Friday, July 04, 2014

Main Street and Castle, 1956

Happy 4th of July! Get out your mini American flags, eat some BBQ and potato salad, maybe go for a swim or to the park, and then wave a sparkler around after dark! And if you're lucky enough to live near a fireworks display, by all means, GO.

What's more American than Main Street USA at Disneyland? Not much! I love this first photo, with the red Horseless Carriage and the Fire Engine heading north towards the castle. And I never get tired of the amazing detail on the storefronts along Main Street.

The giant Yale key (from the "Yale and Towne" shop) needs to be mine. Just beneath it, you can see two gentlemen who might be veterans of World War I, or maybe even the Spanish American war (Remember the Maine!). Notice the guy in white - an ice cream vendor? - catching a ride on the back of the fire truck.

And I might as well include this beauteous shot of Sleeping Beauty Castle, from the early days. The sign with the map, to our left, helped Disneyland newbies to navigate around this new thing called Disneyland.


Nanook said...


Some beautiful images for the 4th of July. And if you do end up with the key from Yale and Towne Shop, please explain the bitting to me. It would appear the cylinder it's meant to operate has eight-? pins. It would most-likely be the one and only.

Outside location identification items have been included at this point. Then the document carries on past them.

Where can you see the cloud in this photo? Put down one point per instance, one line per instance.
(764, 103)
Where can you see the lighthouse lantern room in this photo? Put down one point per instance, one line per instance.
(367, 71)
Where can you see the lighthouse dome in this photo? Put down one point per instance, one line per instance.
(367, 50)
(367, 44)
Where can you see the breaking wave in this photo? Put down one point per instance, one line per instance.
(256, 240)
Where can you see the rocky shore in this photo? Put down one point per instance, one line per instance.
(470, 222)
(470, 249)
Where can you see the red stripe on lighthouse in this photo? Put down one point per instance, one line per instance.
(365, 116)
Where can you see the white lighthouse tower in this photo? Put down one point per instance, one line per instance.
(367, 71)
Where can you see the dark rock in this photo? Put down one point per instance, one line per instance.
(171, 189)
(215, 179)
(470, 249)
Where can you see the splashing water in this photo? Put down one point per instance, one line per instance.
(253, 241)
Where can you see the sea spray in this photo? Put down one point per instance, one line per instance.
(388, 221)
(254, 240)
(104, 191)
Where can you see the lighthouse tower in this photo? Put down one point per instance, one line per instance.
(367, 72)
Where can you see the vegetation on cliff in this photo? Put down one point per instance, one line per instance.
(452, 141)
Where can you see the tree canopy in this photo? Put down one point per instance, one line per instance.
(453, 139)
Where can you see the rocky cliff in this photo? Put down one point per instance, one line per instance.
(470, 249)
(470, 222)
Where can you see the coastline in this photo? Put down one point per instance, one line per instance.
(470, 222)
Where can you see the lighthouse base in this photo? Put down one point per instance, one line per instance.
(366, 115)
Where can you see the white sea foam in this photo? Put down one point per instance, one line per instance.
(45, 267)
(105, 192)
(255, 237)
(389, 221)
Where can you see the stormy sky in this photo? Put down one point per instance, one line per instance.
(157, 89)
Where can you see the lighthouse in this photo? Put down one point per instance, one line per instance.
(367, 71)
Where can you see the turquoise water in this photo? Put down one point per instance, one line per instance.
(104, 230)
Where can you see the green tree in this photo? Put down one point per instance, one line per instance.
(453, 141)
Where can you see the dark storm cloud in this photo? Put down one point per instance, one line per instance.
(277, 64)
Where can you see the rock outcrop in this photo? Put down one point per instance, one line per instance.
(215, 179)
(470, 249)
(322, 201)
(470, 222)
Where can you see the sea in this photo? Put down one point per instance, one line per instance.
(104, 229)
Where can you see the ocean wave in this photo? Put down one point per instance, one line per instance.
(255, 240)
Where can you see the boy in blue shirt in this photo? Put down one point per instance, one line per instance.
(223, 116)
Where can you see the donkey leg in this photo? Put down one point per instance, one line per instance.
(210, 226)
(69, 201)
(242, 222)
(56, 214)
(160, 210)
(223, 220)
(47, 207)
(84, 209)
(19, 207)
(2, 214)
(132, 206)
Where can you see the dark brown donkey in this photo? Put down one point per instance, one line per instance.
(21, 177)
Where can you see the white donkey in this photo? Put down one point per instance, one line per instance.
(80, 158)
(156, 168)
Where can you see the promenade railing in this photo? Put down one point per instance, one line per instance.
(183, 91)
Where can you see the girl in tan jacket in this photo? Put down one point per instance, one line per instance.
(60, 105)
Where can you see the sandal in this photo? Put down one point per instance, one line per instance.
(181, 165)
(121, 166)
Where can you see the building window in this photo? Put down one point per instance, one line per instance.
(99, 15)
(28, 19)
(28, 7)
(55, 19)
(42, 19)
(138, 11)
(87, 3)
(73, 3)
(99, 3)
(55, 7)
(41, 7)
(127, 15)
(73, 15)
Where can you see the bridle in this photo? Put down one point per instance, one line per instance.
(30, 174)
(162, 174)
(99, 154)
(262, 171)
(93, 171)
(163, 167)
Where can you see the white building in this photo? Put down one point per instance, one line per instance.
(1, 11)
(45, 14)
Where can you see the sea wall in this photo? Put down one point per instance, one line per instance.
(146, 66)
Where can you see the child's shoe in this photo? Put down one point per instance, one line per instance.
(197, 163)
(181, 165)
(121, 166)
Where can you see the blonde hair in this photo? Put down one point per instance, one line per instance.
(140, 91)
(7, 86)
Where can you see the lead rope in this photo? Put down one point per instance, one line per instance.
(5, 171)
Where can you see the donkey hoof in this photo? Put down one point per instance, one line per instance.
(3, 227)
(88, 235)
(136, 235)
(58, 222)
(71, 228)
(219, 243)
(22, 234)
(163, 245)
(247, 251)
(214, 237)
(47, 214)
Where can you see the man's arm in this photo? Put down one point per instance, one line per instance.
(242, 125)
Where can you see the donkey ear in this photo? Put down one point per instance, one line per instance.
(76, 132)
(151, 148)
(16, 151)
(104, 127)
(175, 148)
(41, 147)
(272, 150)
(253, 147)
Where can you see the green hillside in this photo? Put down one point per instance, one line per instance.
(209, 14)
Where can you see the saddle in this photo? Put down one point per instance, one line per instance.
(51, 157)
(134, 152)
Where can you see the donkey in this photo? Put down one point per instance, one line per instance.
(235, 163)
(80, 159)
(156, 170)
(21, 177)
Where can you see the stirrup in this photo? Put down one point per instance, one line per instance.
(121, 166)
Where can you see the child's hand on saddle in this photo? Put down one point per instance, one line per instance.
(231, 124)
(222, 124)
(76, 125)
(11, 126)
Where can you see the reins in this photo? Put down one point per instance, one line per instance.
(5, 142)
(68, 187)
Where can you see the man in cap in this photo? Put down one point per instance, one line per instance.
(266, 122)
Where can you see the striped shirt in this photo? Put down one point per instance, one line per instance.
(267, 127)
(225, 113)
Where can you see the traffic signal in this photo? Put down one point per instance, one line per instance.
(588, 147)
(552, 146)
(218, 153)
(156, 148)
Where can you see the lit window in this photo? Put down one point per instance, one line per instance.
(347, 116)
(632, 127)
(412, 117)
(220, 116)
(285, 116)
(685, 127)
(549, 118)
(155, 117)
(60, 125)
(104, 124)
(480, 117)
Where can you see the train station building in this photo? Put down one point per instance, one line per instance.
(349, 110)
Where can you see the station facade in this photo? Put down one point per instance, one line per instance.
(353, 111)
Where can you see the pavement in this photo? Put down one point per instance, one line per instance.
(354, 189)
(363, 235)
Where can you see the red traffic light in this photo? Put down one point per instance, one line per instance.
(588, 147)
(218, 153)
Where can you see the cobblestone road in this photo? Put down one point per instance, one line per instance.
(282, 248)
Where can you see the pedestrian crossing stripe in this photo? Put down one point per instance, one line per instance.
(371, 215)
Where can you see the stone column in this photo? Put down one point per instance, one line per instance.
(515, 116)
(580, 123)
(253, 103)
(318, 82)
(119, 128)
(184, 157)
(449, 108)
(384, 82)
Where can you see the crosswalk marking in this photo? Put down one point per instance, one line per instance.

Thanks, Major - and have a nice holiday.

Chuck said...

Great way to start my Independence Day, Major! Thanks for today's pictures and enjoy the day!

K. Martinez said...

The castle image is a beauty, proving sometimes less is more.

Happy 4th of July to all!

Major Pepperidge said...

Nanook, it is easy to explain. Doors that require a 5 foot-long key are different from regular doors. I speak from experience.

Chuck, please don't hold firecrackers in your hand; also, beware of the potato salad!

K. Martinez, it is a nice one… if only the castle was more pink!

Nanook said...

@ Major-

Indeed you do-!

Dean Finder said...

That's a barber riding on the back of the firetruck. Walt insisted a barber ride along with the firemen, to ensure visitors saw only period-accurate mustaches.